The other day Kadin passed by the front door of one of our neighbors, who have a newborn. The husband was standing in the doorway bouncing the two-week-old baby boy, who was screaming at the top of his lungs in a way that seemed he had no intention of ever stopping. Kadin smiled at the guy and asked him if he was doing alright. He replied that he was exhausted and that bringing home baby was giving he and his wife a serious and unexpected run for their money. Kadin said, "I promise it gets better. In about six months or so, he'll calm down and you guys will get more sleep." The guy replied, "Six months? He's only twelve days old."
This is exactly how I felt when Sabine was itty bitty and cried way too often no matter what I did to comfort her. She took twenty minute naps, woke up and cried. I fed her and she cried. I rocked her and she cried. I sang to her or gave her a pacifier or put her in a swing or the car or the stroller and she cried. The only time she cried a little bit less was when I held her upright in a sling and walked for hours around our neighborhood. People told me to just sleep when she sleeps. But when she was sleeping for twenty minutes at a time during the day and no longer than an hour and a half at a time during the night, that was impossible. So sleep I did not get. For days in a row.
I remember driving with her in the backseat and trying to invent ways to keep my eyelids propped open. I remember being so tired that I turned around and drove home for fear that I would fall asleep at the wheel. I remember Kadin shaking me awake at 2 a.m. while I was sitting upright in the rocking chair and feeding Sabine--he was terrified that I was about to drop her. And honestly, there was no way around any of this extreme fatigue. We had very little resources in the way of help and I was breastfeeding which meant I had round-the-clock baby duty no matter how often Kadin wanted to help or woke up with me in support.

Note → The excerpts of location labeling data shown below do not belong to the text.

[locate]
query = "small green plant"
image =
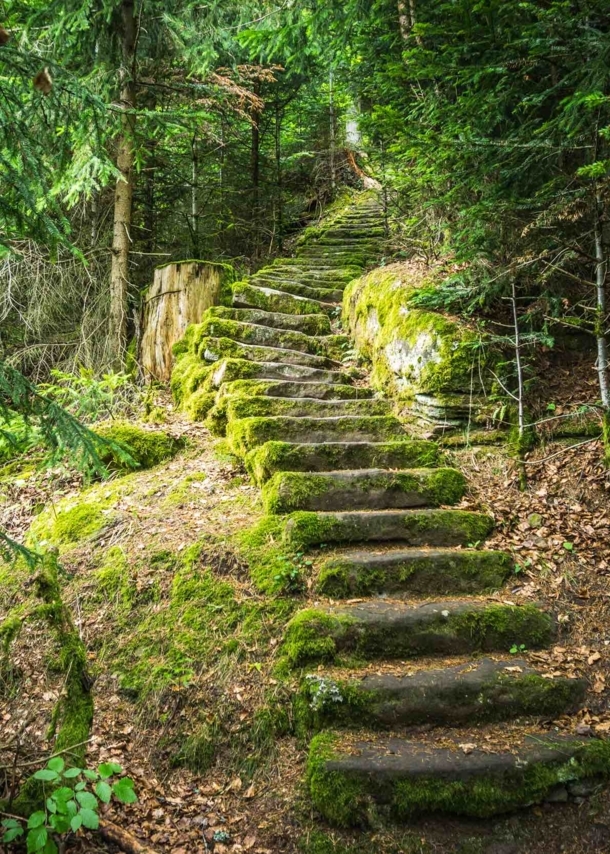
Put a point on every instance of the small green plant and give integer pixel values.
(94, 398)
(517, 648)
(290, 576)
(72, 799)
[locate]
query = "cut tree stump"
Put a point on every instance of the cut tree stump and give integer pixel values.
(179, 295)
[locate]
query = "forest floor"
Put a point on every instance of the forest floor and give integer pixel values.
(184, 647)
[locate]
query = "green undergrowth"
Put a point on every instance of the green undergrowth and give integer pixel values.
(74, 520)
(147, 448)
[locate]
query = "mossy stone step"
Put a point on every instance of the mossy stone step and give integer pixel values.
(364, 489)
(479, 691)
(264, 461)
(247, 433)
(295, 289)
(294, 389)
(307, 324)
(246, 295)
(350, 779)
(306, 276)
(376, 629)
(254, 333)
(413, 527)
(330, 346)
(435, 572)
(250, 407)
(238, 369)
(213, 349)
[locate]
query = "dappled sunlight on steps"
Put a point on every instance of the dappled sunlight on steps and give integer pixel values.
(338, 469)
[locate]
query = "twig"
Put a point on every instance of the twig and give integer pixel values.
(38, 761)
(563, 451)
(125, 841)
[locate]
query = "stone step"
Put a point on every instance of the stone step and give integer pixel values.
(247, 433)
(289, 287)
(351, 779)
(214, 349)
(308, 324)
(364, 489)
(358, 230)
(268, 336)
(246, 295)
(238, 369)
(377, 629)
(295, 390)
(264, 461)
(476, 692)
(428, 572)
(412, 527)
(323, 278)
(256, 407)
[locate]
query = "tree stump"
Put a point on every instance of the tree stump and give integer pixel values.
(179, 295)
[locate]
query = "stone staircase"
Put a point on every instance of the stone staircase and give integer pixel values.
(407, 717)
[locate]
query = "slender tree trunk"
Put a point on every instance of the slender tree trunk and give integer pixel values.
(123, 199)
(520, 390)
(255, 170)
(603, 367)
(332, 133)
(194, 199)
(278, 175)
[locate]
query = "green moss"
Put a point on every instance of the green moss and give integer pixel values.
(114, 579)
(341, 799)
(246, 433)
(290, 491)
(346, 800)
(199, 404)
(147, 447)
(454, 573)
(272, 566)
(71, 524)
(315, 635)
(412, 351)
(283, 303)
(418, 527)
(322, 703)
(188, 375)
(263, 462)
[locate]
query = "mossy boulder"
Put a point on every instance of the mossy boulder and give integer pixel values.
(147, 448)
(412, 351)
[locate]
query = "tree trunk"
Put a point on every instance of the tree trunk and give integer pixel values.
(603, 368)
(123, 199)
(255, 171)
(194, 199)
(332, 134)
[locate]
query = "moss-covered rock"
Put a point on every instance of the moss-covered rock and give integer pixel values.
(392, 630)
(348, 784)
(481, 691)
(146, 447)
(263, 462)
(412, 527)
(414, 571)
(412, 351)
(362, 490)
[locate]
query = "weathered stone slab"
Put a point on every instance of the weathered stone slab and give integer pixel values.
(349, 779)
(364, 489)
(414, 572)
(377, 629)
(479, 691)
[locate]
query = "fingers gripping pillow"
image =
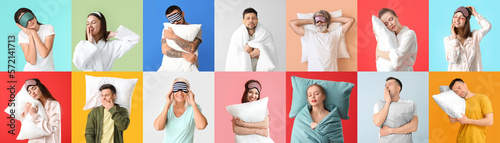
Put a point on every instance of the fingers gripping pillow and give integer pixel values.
(342, 50)
(451, 103)
(386, 41)
(250, 112)
(28, 128)
(124, 91)
(400, 113)
(188, 33)
(337, 93)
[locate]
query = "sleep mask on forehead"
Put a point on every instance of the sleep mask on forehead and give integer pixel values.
(29, 83)
(180, 86)
(27, 16)
(174, 17)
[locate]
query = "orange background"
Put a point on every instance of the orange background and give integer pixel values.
(79, 116)
(294, 48)
(487, 83)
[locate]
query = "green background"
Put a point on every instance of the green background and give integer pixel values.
(117, 12)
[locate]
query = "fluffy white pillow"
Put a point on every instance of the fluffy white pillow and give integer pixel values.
(186, 32)
(28, 129)
(341, 51)
(386, 41)
(451, 103)
(250, 112)
(124, 91)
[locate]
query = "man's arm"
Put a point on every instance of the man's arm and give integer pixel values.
(407, 128)
(296, 25)
(346, 23)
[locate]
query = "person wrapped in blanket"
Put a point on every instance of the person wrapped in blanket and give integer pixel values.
(52, 108)
(396, 117)
(317, 122)
(252, 93)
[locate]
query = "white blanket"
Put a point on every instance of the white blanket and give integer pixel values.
(186, 32)
(239, 60)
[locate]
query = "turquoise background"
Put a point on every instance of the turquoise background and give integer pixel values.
(440, 16)
(54, 12)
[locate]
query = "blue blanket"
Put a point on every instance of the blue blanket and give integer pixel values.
(329, 130)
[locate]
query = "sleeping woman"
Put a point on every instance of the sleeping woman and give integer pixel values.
(317, 122)
(252, 93)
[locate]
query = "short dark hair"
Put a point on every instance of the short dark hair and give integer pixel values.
(454, 81)
(397, 81)
(385, 10)
(249, 10)
(172, 9)
(21, 11)
(108, 86)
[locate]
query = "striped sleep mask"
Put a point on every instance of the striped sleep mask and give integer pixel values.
(180, 86)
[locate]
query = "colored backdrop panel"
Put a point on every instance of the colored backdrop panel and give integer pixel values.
(441, 13)
(58, 84)
(371, 85)
(156, 87)
(134, 131)
(349, 127)
(53, 12)
(294, 48)
(229, 88)
(487, 83)
(196, 12)
(127, 13)
(413, 14)
(229, 16)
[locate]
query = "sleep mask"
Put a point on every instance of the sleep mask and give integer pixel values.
(27, 16)
(174, 17)
(180, 86)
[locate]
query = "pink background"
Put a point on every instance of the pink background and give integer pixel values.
(229, 88)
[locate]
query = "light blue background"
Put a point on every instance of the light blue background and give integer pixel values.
(440, 16)
(196, 12)
(370, 90)
(54, 12)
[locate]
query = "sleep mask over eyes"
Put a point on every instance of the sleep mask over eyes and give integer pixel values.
(180, 86)
(174, 17)
(27, 16)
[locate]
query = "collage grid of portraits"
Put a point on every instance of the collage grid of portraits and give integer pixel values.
(249, 71)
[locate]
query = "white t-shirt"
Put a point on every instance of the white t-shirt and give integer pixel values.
(323, 52)
(42, 64)
(376, 108)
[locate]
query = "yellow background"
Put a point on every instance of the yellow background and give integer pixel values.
(487, 83)
(79, 116)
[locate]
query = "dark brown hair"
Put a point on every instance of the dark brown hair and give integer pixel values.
(244, 99)
(21, 11)
(103, 31)
(43, 89)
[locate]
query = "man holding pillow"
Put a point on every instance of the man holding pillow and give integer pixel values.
(478, 114)
(106, 123)
(175, 15)
(322, 55)
(393, 87)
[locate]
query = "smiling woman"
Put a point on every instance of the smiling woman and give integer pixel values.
(36, 40)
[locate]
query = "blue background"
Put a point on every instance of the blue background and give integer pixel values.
(440, 16)
(54, 12)
(196, 12)
(415, 88)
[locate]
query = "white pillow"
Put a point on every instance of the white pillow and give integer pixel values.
(124, 91)
(250, 112)
(28, 128)
(186, 32)
(342, 50)
(451, 103)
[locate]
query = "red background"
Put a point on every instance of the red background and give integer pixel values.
(59, 85)
(349, 126)
(412, 13)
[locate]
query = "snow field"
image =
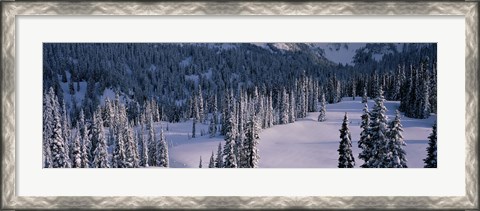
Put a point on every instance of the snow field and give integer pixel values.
(303, 144)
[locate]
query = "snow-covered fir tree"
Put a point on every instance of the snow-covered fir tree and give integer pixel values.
(194, 126)
(47, 130)
(76, 150)
(365, 143)
(292, 117)
(364, 96)
(66, 131)
(133, 157)
(396, 144)
(152, 146)
(345, 159)
(323, 110)
(228, 149)
(219, 159)
(100, 159)
(211, 164)
(212, 128)
(60, 157)
(86, 143)
(431, 159)
(201, 112)
(284, 109)
(378, 132)
(251, 143)
(144, 148)
(162, 154)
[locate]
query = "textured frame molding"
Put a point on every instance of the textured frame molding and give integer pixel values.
(9, 10)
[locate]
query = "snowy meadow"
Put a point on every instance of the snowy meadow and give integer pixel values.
(239, 105)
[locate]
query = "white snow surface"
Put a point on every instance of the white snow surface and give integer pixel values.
(303, 144)
(342, 53)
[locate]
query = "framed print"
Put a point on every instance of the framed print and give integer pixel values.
(138, 105)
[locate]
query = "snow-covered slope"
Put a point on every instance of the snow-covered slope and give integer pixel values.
(342, 53)
(303, 144)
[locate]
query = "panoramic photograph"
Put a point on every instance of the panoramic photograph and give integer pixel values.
(239, 105)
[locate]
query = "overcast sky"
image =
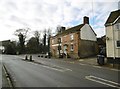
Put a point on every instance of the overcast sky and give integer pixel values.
(44, 14)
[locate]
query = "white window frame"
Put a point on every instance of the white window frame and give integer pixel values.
(116, 44)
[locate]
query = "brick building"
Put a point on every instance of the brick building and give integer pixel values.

Things are completely different now. Sabine sleeps from 9 to 7 at night and naps from 1:30 to 4:00 during the afternoon. I feel human again and the starry-eyed way about Sabine that you read in books and see in movies--a swooning way that is unimpeded by sleeplessness and anxiety. But when Kadin told me about his exchange with our neighbor, I laughed for a long time in a sort of manic way because I was reminded of just how terrifying and brutal those first months are. When someone says that you will sleep again in six months when you've been sleeping not at all and your head and your heart are a desperate, foggy mess, six months feels like a lifetime. How can a person not sleep for six months? Wouldn't you die? I mean, people in China die from working too many round-the-clock shifts. All I'm saying is I felt Chinese during my first months with Sabine and at times didn't feel like I would survive the crazy and inevitable fatigue.
I'm hoping with everything that I have that this second baby sleeps or sleeps more than Sabine did. Or that I am more calm and better able to find a way to help this baby sleep. Or that the sleeplessness is less painful this time around because I've been there once before. I know now that there is a light at the end of the tunnel. The second time can't be as difficult as the first, right? Right?